Photos of a rooibos plantation (a) and the two forms of processed plant material (b), fermented and unfermented rooibos with spray-dried powders of their hot water extracts. The fermentation process gives fermented rooibos its distinctive reddish-brown colour, while unfermented rooibos tea maintains its green colour

In a recent study, Oh and colleagues have demonstrated that the total flavonoid content of a water extract of rooibos, determined using a colorimetric assay based on aluminium complexation, is higher than that of lemongrass tea, mulberry leaf tea, bamboo leaf tea, lotus leaf tea, and persimmon leaf tea [83]. However, they further showed that the total flavonoid content of this extract is slightly lower than that of green and black tea. Von Gadow and colleagues have also previously shown that both fermented and unfermented rooibos, when tested together with green, oolong and black tea, present strong antioxidant properties in vitro [84]. They further showed that this antioxidant effect, as evaluated using the 2,2-diphenyl-1-picrylhydrazyl radical assay, was reduced in the order: green tea > unfermented rooibos > fermented rooibos > semifermented rooibos > black tea > oolong tea. Accompanying its well-documented antioxidant capacity [18, 84,85,86,87,88,89], rooibos has been shown to inhibit adipogenesis in vitro [90], reverse palmitate-induced insulin resistance in 3T3-L1 adipocytes [91] and prevent inflammation in vivo [92,93,94]. An aspalathin-enriched green rooibos extract, containing 18.4% aspalathin has demonstrated an even higher hypoglycemic potential through its inhibitory effect of alpha-glucosidase and suppressing fasting plasma glucose levels in animal models [91, 95]. Another green rooibos extract, containing 6.6% aspalathin promoted glucose transporter 4 translocation to the plasma membrane and suppressed advanced glycation end products (AGEs)-induced oxidative damage in cultured skeletal L6 muscle cells, pancreatic beta-cells and obese diabetic KK-Ay mice [96]. Rooibos inhibits experimentally-induced oxidative stress [21]; and improved cardiovascular function by reducing lipid peroxidation, blood pressure and angiotensin-converting (ACE) enzyme in various experimental models [97,98,99,100]. Moreover, it protected against ischemia-reperfusion injury by modulating the phosphatidylinositol 3-kinase/protein kinase B (PI3K-AKT) pathway [101]. Controlling free fatty acid oxidation by modulating phosphorylation of AMPK remains central in the preventive effect of rooibos against diabetes associated cardiac complications [90, 91, 96]. The cardioprotective potential of rooibos is summarized in Table 1.

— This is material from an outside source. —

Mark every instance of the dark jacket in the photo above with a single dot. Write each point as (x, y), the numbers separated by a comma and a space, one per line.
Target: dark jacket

Table 1 The cardioprotective effect of rooibos, its flavonoids and a phenylpropenoic acid

A profound relationship between a diet rich in polyphenols and health has given hope to long-term effective interventions that could prolong the onset of diabetes and its co-morbidities [102]. Flavonoids constitute a major sub-class of polyphenols, which can be further divided into different sub-groups such as dihydrochalcones, flavonols and flavones, the predominant rooibos flavonoid sub-groups. Variations in the hydroxylation pattern, glycosylation and chromane ring (Ring C) underpin their structural differences (Table 2). Structural features of flavonoids relevant for their antioxidant properties [103] also explain binding affinity to plasma proteins [104] and enzymes such as alpha-glucosidase [105]. Whilst in vitro data suggest flavonoid aglycones to be more effective than their glycosides, lack of in vivo data precludes broad generalizations concerning the effect of glycosylation on the benefits of flavonoids for human health [106].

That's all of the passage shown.